一方弟は長袖の紺色パーカー、ジーンズ、スポーツシューズで二人ともスポンサーロゴ入りだ。もちろんエプロンにも。
ここは吉田脱サラ迷宮カウンター内。
吉田さんが奥さんと二人で探索者資格試験を受けに行くというので迷宮番である。迷宮管理者でありながら探索者資格を持っていない事に驚いたが、快く引き受けた。
吉田さんは、特A級探索者にこんな事を頼むのは悪いのだけれど……と低姿勢で依頼に来たが、姉としては将来迷宮を開設した時の為! と気合いを入れている。
ドロップ品査定は出来ないので応援を呼んだ。
スポンサー会社のダンジョン調律者、ダン調である。四十代男性、黒髪天然パーマで肩くらいまでの長さがあり、装備は茶系のスーツ、赤いネクタイをしている。青いシャツは上から二つボタンを外して着崩している。足元は革靴だ。少し無精髭があり、昨日は遅くまで仕事だったのか眠そうにしている。いや、寝ている。
吉田さんには悪いがこんな迷宮にいていい人物ではない。日本最大のゲームメーカーにおいて第一線で調律をし、世界有数のスポーツ用品メーカーに十億単位の年俸でヘッドハンティングされた人物なのだ。

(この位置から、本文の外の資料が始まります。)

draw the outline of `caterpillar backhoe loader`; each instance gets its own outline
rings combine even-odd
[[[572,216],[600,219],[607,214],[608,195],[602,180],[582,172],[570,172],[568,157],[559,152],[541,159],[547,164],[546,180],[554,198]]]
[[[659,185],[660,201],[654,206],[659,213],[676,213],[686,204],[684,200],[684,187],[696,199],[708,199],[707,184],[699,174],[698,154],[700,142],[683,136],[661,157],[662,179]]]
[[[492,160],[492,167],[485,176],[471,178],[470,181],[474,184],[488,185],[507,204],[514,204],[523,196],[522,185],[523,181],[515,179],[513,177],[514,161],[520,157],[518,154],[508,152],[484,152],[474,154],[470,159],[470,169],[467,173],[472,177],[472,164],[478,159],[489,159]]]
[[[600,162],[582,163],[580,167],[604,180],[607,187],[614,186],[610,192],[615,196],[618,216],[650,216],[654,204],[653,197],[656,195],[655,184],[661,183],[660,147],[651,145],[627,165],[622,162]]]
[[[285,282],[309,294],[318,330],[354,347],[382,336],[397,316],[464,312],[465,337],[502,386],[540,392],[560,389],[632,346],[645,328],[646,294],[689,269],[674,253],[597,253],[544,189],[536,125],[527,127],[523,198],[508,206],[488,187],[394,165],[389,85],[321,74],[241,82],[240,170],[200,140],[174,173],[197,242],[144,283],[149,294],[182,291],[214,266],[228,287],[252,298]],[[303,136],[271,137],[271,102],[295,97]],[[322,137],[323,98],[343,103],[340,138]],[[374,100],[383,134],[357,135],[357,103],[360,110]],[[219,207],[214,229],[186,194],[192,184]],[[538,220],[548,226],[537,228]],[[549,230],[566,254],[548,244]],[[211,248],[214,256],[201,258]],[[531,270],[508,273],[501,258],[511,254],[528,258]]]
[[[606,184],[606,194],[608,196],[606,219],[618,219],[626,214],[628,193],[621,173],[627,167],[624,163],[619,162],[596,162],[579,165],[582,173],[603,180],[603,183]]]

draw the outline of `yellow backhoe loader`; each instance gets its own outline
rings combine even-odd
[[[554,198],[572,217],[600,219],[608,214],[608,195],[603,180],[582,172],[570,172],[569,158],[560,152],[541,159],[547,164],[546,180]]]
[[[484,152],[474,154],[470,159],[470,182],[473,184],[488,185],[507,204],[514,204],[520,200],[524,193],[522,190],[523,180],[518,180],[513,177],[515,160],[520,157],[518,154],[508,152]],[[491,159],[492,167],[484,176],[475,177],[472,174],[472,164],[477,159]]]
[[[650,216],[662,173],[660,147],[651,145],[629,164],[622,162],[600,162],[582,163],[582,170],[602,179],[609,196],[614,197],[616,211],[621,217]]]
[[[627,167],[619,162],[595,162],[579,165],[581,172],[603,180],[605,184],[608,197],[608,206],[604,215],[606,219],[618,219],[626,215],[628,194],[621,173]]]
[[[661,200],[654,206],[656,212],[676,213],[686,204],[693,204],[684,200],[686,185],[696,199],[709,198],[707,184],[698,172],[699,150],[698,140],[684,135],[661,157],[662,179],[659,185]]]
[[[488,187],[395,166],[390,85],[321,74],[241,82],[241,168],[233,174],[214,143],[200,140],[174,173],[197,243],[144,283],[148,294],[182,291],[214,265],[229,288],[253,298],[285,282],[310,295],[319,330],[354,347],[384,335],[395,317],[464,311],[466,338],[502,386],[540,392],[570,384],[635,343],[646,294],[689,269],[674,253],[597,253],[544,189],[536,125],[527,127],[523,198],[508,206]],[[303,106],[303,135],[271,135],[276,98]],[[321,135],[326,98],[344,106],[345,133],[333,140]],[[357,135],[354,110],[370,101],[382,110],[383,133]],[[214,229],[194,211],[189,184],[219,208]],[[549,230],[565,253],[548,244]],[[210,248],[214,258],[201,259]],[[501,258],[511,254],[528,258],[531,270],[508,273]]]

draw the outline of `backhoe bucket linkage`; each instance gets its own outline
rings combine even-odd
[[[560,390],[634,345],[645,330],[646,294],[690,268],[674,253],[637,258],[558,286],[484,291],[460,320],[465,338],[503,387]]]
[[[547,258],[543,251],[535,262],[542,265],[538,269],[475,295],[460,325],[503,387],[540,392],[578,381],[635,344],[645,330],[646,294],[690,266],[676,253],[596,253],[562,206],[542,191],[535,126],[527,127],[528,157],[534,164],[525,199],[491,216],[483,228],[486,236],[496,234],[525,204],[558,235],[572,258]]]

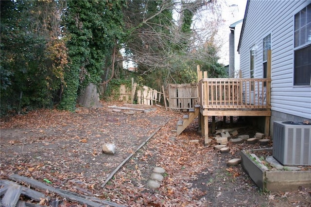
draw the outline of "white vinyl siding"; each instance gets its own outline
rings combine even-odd
[[[258,47],[255,78],[262,77],[262,40],[271,34],[271,109],[311,119],[311,86],[294,86],[294,16],[310,1],[251,0],[240,43],[242,77],[249,77],[249,49]],[[264,11],[264,12],[259,11]]]

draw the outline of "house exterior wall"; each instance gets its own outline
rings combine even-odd
[[[240,34],[242,27],[242,20],[230,25],[229,35],[229,77],[239,78],[240,54],[237,51]]]
[[[294,86],[293,78],[294,15],[311,2],[310,0],[248,2],[240,46],[242,77],[250,77],[250,51],[255,46],[257,51],[254,77],[263,77],[262,40],[271,34],[270,129],[272,130],[274,121],[311,120],[311,86]]]
[[[239,45],[239,40],[240,35],[241,34],[241,29],[242,28],[242,21],[237,24],[234,30],[234,69],[235,78],[239,78],[239,72],[240,71],[240,54],[238,52],[238,45]]]
[[[231,30],[229,34],[229,77],[235,78],[235,54],[234,54],[234,37],[235,31]]]

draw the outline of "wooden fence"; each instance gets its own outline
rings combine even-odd
[[[194,108],[194,105],[198,104],[196,84],[169,84],[168,91],[170,109]]]
[[[137,104],[153,105],[154,103],[159,103],[162,97],[166,108],[165,93],[162,86],[162,92],[159,92],[146,86],[139,86],[138,84],[132,80],[131,102],[133,104],[134,97],[136,97]]]

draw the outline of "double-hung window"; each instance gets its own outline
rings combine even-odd
[[[311,84],[311,4],[294,16],[294,85]]]

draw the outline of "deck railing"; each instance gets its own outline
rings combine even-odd
[[[269,109],[271,80],[268,78],[202,78],[199,102],[203,108]]]

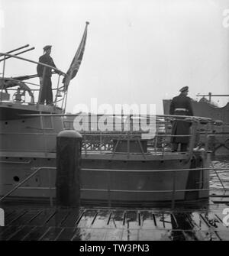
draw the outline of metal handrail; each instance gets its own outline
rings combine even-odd
[[[22,184],[24,184],[26,181],[27,181],[28,180],[30,180],[32,177],[34,177],[38,171],[40,171],[40,170],[44,170],[44,169],[48,169],[48,170],[56,170],[56,167],[38,167],[35,170],[35,171],[31,173],[29,177],[27,177],[26,179],[24,179],[21,183],[20,183],[19,184],[18,184],[15,188],[13,188],[11,191],[9,191],[8,193],[6,193],[4,196],[2,196],[1,199],[0,199],[0,202],[2,201],[5,197],[7,197],[8,196],[11,195],[13,192],[15,192],[17,189],[27,189],[27,190],[29,190],[29,189],[33,189],[33,190],[36,190],[36,189],[43,189],[43,190],[50,190],[50,191],[52,190],[55,190],[55,187],[51,187],[50,186],[50,186],[49,187],[42,187],[42,188],[40,188],[40,187],[26,187],[26,188],[24,188],[24,187],[21,187]],[[203,189],[203,188],[201,188],[201,189],[194,189],[194,190],[176,190],[176,172],[179,172],[179,171],[190,171],[190,170],[212,170],[212,167],[209,167],[209,168],[189,168],[189,169],[173,169],[173,170],[140,170],[141,172],[151,172],[151,173],[153,173],[153,172],[173,172],[174,175],[173,175],[173,190],[111,190],[110,188],[108,190],[105,190],[105,189],[80,189],[81,191],[104,191],[104,192],[108,192],[109,193],[112,193],[112,192],[118,192],[118,193],[173,193],[173,197],[172,197],[172,208],[174,208],[175,206],[175,194],[176,193],[178,193],[178,192],[188,192],[188,191],[211,191],[211,190],[214,190],[214,191],[218,191],[218,190],[221,190],[221,189]],[[214,170],[229,170],[229,168],[221,168],[221,167],[218,167],[218,168],[214,168]],[[139,172],[139,170],[103,170],[103,169],[89,169],[89,168],[82,168],[81,170],[93,170],[93,171],[106,171],[106,172],[109,172],[109,171],[121,171],[121,172],[126,172],[126,171],[131,171],[131,172],[136,172],[136,171],[138,171]],[[50,183],[50,178],[49,178],[49,182]],[[226,191],[229,191],[229,188],[225,188],[224,186],[223,186],[223,188],[224,188],[224,192]],[[110,198],[110,197],[109,197]],[[51,196],[51,193],[50,194],[50,204],[51,206],[53,205],[53,200],[52,200],[52,196]],[[110,199],[109,199],[110,201]],[[109,202],[110,203],[110,202]]]

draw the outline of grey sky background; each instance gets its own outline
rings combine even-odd
[[[185,86],[193,99],[229,94],[229,27],[223,26],[229,0],[1,0],[0,9],[1,51],[30,44],[36,49],[23,57],[37,61],[51,44],[65,72],[90,22],[67,112],[97,98],[98,104],[156,104],[161,114],[163,99]],[[34,73],[36,66],[7,62],[8,76]],[[228,99],[214,101],[223,106]]]

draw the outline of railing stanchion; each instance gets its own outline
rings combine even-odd
[[[172,209],[175,208],[175,196],[176,196],[176,172],[173,173],[173,195],[172,195]]]

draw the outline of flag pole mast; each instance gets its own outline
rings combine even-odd
[[[82,38],[82,41],[81,41],[81,43],[79,44],[79,47],[77,50],[77,52],[72,61],[72,63],[70,65],[70,67],[67,72],[67,74],[68,74],[68,77],[67,79],[69,79],[68,83],[67,83],[67,86],[66,86],[66,81],[63,82],[64,83],[64,85],[66,86],[66,90],[65,90],[65,95],[64,95],[64,98],[65,98],[65,102],[64,102],[64,109],[63,109],[63,112],[65,113],[65,111],[66,111],[66,102],[67,102],[67,96],[68,96],[68,90],[69,90],[69,81],[73,79],[73,70],[72,70],[72,66],[73,65],[74,65],[74,61],[75,61],[75,59],[76,57],[77,57],[78,60],[79,60],[79,57],[81,54],[81,53],[82,53],[82,57],[81,57],[81,60],[79,61],[79,66],[78,66],[78,69],[76,70],[76,73],[79,70],[79,65],[81,63],[81,60],[82,60],[82,55],[83,55],[83,53],[84,53],[84,47],[85,47],[85,38],[86,38],[86,33],[87,33],[87,27],[88,25],[89,24],[89,21],[86,21],[85,22],[86,25],[85,25],[85,31],[84,31],[84,34],[83,34],[83,37]],[[81,53],[80,53],[80,50],[81,50]],[[77,56],[78,55],[78,56]],[[77,60],[77,58],[76,60]],[[76,76],[76,73],[75,73],[75,75],[73,75],[73,77]]]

尚、吉田さんはダン調がそんなすごい人だとは知らずに試験に向かった。
姉が誰か来てくれないかとスポンサーに電話を入れた時に、たまたまダン調が電話に出たのだ。ダン調は総務に顔を出していたところなんとなく電話を取った。普段は絶対にそんな事はしない。電話機に表示された名前が姉だったからかもしれない。
依頼料は要らない、その代わり一緒に最下層まで行ってくれという条件を出した。もちろんダン調は探索者証を持っているし、依頼された迷宮が三階層しかない事も承知の上だ。
入宮するのは吉田さんが戻ってからになるので、それまではこうして一緒にカウンターにいるという訳だ。
「い、いらっしゃいま……せ」
「おー、おばちゃんいらっしゃい! なになにどうしたの? 入るの?」
一人、探索者が来た。裏の細井さんの奥さんだ。姉は緊張して声が小さい。弟は慣れた様子で、商店街で客に声を掛けるように話しかけている。
「そうなのよー、旦那が
どうやら夫の細井さんのお使いのようだ。エプロン姿でマイバッグを手に持ち、もう片方の手には細井さん作であろう太刀を装備している。
「アー吉田さんが迷宮探索者試験受けに行くって、代わりに迷宮番。で、玉鋼? レアドロップだよ、あれ。ここそんなに出るの?」
「滅多に出ないわよー、だからおしゃべりでもしながらのんびりやるのよ。相馬さんと井上さんとね、待ち合わせなの。だからちょっとここで待たせてね」
「いいよいいよ、ゆっくりしてってよ。しかし、迷宮で井戸端会議かよ」
細井さんはカウンター前にある椅子に座り、弟と楽しそうにおしゃべりに興じている。姉は俯き出来るだけ目線を合わせないようにしていた。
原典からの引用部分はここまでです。